From this we can conclude that the method Log() is the same in debug and release mode. Now let us have a look at the calling button1_Click() method.

Debug:
.method private hidebysig instance void  button1_Click(object sender,
                                                       class [mscorlib]System.EventArgs e) cil managed
{
  // Code size       9 (0x9)
  .maxstack  8
  IL_0000:  nop
  IL_0001:  ldarg.0
  IL_0002:  call       instance void ConditionalAttrb.Form1::Log()
  IL_0007:  nop
  IL_0008:  ret
} // end of method Form1::button1_Click

Release:
.method private hidebysig instance void  button1_Click(object sender,
                                                       class [mscorlib]System.EventArgs e) cil managed
{
  // Code size       1 (0x1)
  .maxstack  8
  IL_0000:  ret
} // end of method Form1::button1_Click
If we look at this MSIL code we can see that it is the calling function that is modified not the Log() method. Since the code is JIT'ed the extra Log() method does not incur a performance overhead in release mode since the JIT compiler looks ahead and only JITs methods that will be called.

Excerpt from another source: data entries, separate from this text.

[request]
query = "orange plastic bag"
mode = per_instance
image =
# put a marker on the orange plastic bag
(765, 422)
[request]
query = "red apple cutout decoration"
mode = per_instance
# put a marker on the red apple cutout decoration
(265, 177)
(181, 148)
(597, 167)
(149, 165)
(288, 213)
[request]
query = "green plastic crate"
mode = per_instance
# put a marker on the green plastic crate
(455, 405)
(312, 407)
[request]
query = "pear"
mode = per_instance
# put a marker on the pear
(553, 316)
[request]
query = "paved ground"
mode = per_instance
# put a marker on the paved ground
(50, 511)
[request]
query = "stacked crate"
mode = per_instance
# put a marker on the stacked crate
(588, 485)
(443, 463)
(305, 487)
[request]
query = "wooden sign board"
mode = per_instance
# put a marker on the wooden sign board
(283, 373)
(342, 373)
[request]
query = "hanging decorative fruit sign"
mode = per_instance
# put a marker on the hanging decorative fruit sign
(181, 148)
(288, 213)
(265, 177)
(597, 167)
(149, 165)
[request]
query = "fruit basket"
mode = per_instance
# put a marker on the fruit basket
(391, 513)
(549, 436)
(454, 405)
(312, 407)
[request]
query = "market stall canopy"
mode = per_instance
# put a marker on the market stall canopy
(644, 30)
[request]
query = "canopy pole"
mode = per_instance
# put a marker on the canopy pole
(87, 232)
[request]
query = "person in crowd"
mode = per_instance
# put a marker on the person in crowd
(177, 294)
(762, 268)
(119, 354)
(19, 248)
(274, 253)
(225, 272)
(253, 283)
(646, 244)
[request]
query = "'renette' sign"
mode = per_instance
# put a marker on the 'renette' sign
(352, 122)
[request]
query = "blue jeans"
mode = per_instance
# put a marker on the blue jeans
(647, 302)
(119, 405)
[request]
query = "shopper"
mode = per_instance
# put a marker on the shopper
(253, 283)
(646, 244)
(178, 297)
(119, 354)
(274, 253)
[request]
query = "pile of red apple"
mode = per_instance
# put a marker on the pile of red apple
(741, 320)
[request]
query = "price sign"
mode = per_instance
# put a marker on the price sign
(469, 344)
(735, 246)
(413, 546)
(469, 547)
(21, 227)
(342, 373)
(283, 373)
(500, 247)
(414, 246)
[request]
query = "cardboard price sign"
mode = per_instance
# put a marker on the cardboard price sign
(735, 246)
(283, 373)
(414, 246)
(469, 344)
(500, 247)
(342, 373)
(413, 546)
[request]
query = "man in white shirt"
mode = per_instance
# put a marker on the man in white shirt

Ok so what is the benefit apart from that my code looks better?

Assuming that you are writing the following code
using System;
using System.Linq;
using System.Windows.Forms;
using System.Diagnostics;
using System.Reflection;

namespace ConditionalAttrb
{
 public partial class Form1 : Form
 {
  public Form1()
  {
   InitializeComponent();
  }

  private void button1_Click(object sender, EventArgs e)
  {
   string message = null;
#if DEBUG
   log = "Logging";
#endif 
   Log(message);
  }

  private void Log(string message)
  {
   if (message == null) throw new ArgumentNullException("message");
   label1.Text = message;
  }

  private void Form1_Load(object sender, EventArgs e)
  {
   if (IsAssemblyDebugBuild(this.GetType().Assembly))
   {
    this.Text = "Conditional Attribute (Debug)";
   }
   else
   {
    this.Text = "Conditional Attribute (Release)";
   }
  }

  private bool IsAssemblyDebugBuild(Assembly assembly)
  {
   return assembly.GetCustomAttributes(false).Any(x => (x as DebuggableAttribute) != null ? (x as DebuggableAttribute).IsJITTrackingEnabled : false);
  }
 }
}

This is a contrived example however it is not unusual for conditional code to become rather complex over the time of a project. And this code is actually introducing a fatal flaw in release mode which is not present in debug mode.



Ideally the code base should be the same in debug and release mode, and conditional compiler directives is in IMHO a bad idea when we have the ConditionalAttribute.